Entre os louvores que os santos dão a Abraão, São Paulo eleva acima de
todos os outros, este:" que ele creu, esperando contra toda a
esperança". Deus tinha-lhe prometido multiplicar a sua posteridade como
as estrelas do céu e as areias do mar e no entanto recebeu ordem de
sacrificar o seu único filho. Abraão não perdeu por isto a esperança, e
creu que obedecendo, não deixaria de manter a sua promessa.
Grande, com certeza, foi a sua esperança; porque nada via em que a apoiasse senão a palavra de Deus.
Oh! como é um alicerce forte e sólido esta palavra de Deus! oh! como é
um alicerce forte e sólido esta palavra, visto ser infalível!
Abraão vai pois cumprir a ordem de Deus com simplicidade nunca vista;
porque não considerou nem replicou como quando Deus lhe ordenou que
saísse da sua terra e dentre os seus parentes. Caminhando três dias e
três noites com seu filho, sem saber precisamente para onde ia, levando a
lenha para o sacrifício, seu filho lhe perguntou onde estava o
holocausto, ao que respondeu Abraão: "Meu filho o Senhor proverá a
isso".
Oh! Meu Deus! como seríamos felizes se nos acostumássemos a dar esta
resposta aos nossos corações, quando se afligem por qualquer coisa:
Nosso Senhor proverá; e depois disso não tivéssemos mais ansiedade e
perturbação que Isaac! porque se calou logo, crendo que o Senhor
proveria a isso como seu pai lhe tinha afirmado.
Grande é com certeza a confiança que Deus nos pede que tenhamos no seu
cuidado paternal e da sua divina Providência; mas porque razão a não
teremos nós visto que ninguém pode ser enganado e que ninguém confia em
Deus sem tirar os frutos desta confiança?

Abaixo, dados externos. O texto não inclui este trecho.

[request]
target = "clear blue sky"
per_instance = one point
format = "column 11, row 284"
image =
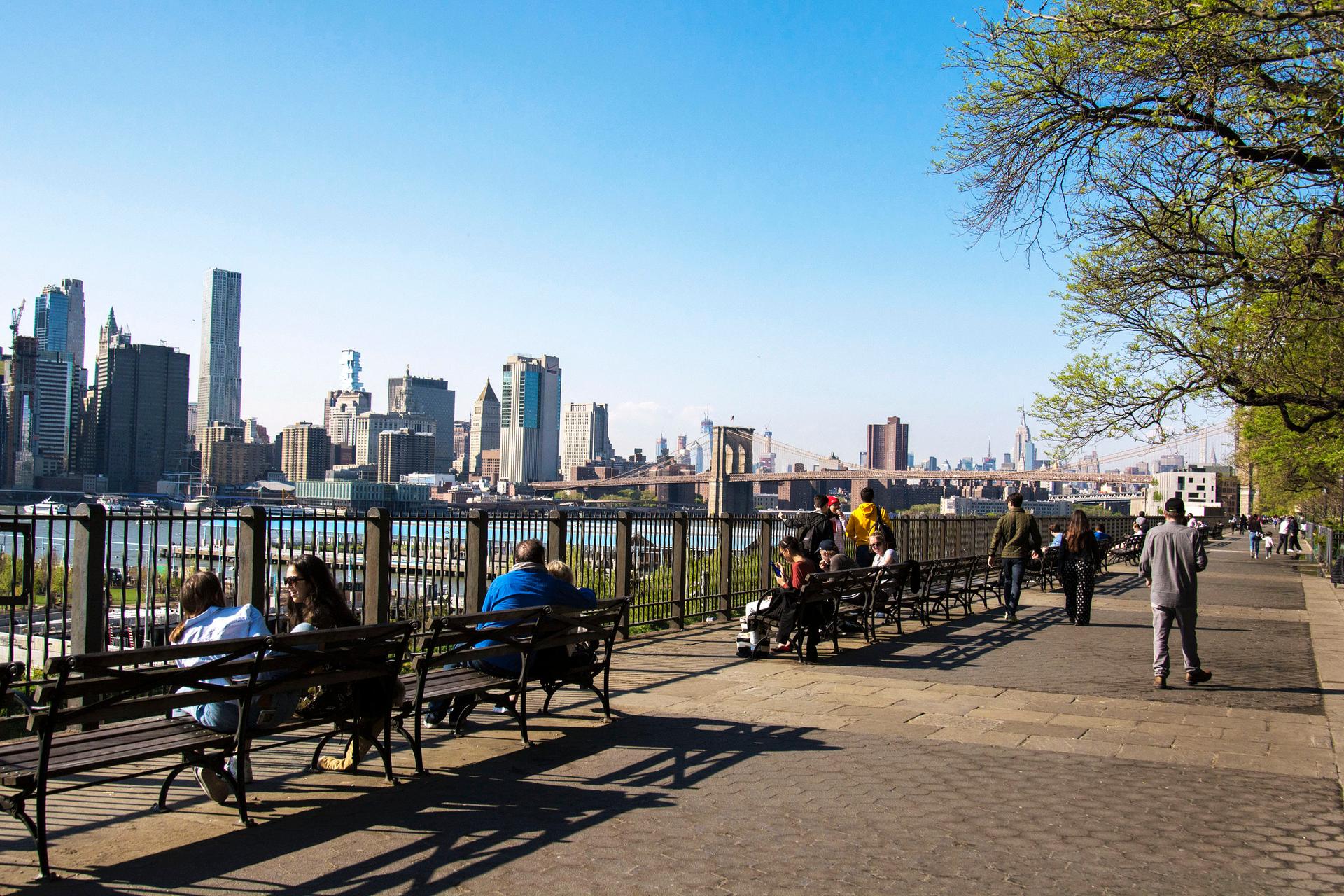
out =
column 723, row 206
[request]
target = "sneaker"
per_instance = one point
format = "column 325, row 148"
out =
column 1198, row 676
column 213, row 785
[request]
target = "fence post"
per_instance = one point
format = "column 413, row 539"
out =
column 624, row 571
column 726, row 564
column 680, row 524
column 766, row 554
column 88, row 597
column 477, row 547
column 252, row 559
column 378, row 566
column 555, row 535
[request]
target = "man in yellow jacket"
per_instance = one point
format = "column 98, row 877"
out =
column 863, row 520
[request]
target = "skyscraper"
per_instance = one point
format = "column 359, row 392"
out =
column 305, row 451
column 486, row 428
column 889, row 445
column 432, row 398
column 136, row 426
column 59, row 320
column 530, row 418
column 584, row 428
column 219, row 388
column 1023, row 450
column 351, row 371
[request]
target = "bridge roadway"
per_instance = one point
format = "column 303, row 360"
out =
column 881, row 476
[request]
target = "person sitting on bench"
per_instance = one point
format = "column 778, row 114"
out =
column 527, row 584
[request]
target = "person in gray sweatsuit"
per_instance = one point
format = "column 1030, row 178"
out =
column 1171, row 562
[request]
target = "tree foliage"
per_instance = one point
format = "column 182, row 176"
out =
column 1189, row 158
column 1294, row 470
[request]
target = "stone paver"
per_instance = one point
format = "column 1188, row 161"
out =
column 1004, row 761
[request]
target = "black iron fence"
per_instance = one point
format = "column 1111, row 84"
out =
column 88, row 580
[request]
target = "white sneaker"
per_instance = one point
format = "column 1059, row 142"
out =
column 213, row 785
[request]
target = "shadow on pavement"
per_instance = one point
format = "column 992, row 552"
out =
column 444, row 830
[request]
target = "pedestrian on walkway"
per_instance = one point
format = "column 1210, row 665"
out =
column 866, row 519
column 1015, row 539
column 1079, row 554
column 1172, row 559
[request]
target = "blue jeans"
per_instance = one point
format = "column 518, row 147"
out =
column 1009, row 580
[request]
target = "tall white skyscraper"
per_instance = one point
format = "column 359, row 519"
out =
column 530, row 418
column 584, row 435
column 1025, row 450
column 219, row 388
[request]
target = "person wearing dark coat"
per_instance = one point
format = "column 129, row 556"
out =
column 1079, row 555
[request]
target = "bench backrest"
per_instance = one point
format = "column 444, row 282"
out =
column 96, row 688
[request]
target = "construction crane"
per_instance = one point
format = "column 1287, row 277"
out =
column 15, row 316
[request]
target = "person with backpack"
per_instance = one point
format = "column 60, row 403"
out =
column 815, row 527
column 864, row 520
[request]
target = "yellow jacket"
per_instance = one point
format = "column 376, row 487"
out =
column 862, row 522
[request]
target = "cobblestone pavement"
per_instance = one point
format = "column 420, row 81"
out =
column 732, row 777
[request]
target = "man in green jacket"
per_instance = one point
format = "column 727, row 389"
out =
column 1015, row 538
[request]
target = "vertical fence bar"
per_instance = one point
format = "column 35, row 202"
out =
column 251, row 550
column 89, row 598
column 680, row 523
column 622, row 584
column 378, row 566
column 724, row 566
column 555, row 532
column 477, row 548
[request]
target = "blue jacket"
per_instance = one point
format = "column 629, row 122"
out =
column 528, row 584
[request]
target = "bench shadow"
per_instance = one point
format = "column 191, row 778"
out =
column 451, row 828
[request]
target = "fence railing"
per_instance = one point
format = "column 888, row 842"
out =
column 88, row 580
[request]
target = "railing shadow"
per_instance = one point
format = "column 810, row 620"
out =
column 448, row 830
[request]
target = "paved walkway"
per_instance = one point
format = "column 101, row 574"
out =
column 964, row 757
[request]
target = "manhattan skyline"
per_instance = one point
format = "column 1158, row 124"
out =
column 419, row 183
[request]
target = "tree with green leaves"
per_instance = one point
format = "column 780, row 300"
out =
column 1189, row 158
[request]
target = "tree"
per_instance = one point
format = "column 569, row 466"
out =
column 1189, row 159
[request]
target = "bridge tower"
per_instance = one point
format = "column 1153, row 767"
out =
column 732, row 453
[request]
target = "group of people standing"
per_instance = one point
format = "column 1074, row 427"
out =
column 1269, row 530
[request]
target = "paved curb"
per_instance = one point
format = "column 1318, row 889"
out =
column 1326, row 617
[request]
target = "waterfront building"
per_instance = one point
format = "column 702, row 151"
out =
column 305, row 453
column 530, row 418
column 136, row 422
column 342, row 410
column 584, row 435
column 360, row 495
column 403, row 451
column 889, row 445
column 433, row 399
column 486, row 429
column 219, row 387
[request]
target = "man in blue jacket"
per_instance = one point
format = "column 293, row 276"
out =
column 527, row 584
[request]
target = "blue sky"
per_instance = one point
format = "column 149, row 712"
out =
column 714, row 206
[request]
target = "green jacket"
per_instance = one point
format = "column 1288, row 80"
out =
column 1015, row 536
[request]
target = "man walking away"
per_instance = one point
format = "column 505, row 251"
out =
column 1172, row 559
column 862, row 524
column 1016, row 536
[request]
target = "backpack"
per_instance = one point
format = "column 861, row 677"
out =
column 815, row 532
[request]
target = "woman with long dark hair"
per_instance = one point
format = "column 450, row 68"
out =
column 1079, row 554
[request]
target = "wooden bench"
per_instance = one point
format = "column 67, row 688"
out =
column 104, row 711
column 444, row 665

Considerai que o Nosso Senhor disse aos seus apóstolos para estabelecer
com eles esta santa e amorosa confiança: "Quando eu vos enviei ao mundo,
sem dinheiro e sem provisão alguma, faltou-vos alguma coisa?" E eles
disseram: Não." Ide lhes disse Ele, e não vos inquieteis nem do que
comereis, nem mesmo do que bebereis, nem com o que vos cobrireis, e nem
do que direis perante os magistrados; porque em todas as ocasiões meu
Pai que esta no céu vos dará tudo o que é necessário e ensinar-vos-á o
que haveis de dizer".
Mas eu sou tão pouco espiritual, me dirá alguém: não posso tratar com os
grandes e não tenho ciência. É o mesmo: Ide e confiai em Deus, porque
Ele disse: "Embora uma mãe se esqueça de seu filho, eu não vos
esquecerei; porque vos tenho gravado no coração e nas mãos".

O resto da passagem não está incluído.